HSE says material breaches found in over quarter of inspections since introduction of FFI
15 March 2013
The Health & Safety Executive’s head of field operations, David Ashton, said that between a quarter and a third of inspections carried out by the HSE since its cost-recovery scheme came into force in October last year found a material breach of health and safety law. This in turn, resulted in a fee for intervention (FFI) on the duty-holders involved.
This was revealed in a presentation on the new scheme to delegates at the Institute of Safety and Health (IOSH) Conference on 26 February, according to SHP Online. The first run of invoices, which was initiated last month, has so far seen 1,400 bills sent out to errant duty-holders, meaning, said Ashton, “the money is really coming in”.
But he was keen to emphasise that FFI is not only – or even mainly – about the money. It has, he said, myriad other advantages for the improvement of health and safety management and compliance.
He explained: “The 35-per-cent cut to our budget announced in 2010 will take us up to the General Election in 2014, so resources are a significant element of the cost-recovery scheme.

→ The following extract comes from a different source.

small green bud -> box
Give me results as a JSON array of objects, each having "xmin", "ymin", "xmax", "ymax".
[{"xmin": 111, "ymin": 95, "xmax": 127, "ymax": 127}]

If we ask, what is best for our customers, the answer is: an adequately resourced regulator. Thanks to FFI, we should be able to start recruiting new inspectors soon.”
Invoices are sent after two months, and the duty-holder has 30 days to pay. There is a formal disputes and queries mechanism, though Ashton said that of the invoices sent so far, the number of appeals has been “in single figures”.
The HSE Board heard at the end of January that after the first two months of operation, an approximate breakdown of invoices showed that 10% of invoices were for values greater than £1,000 and 70% for less than £500.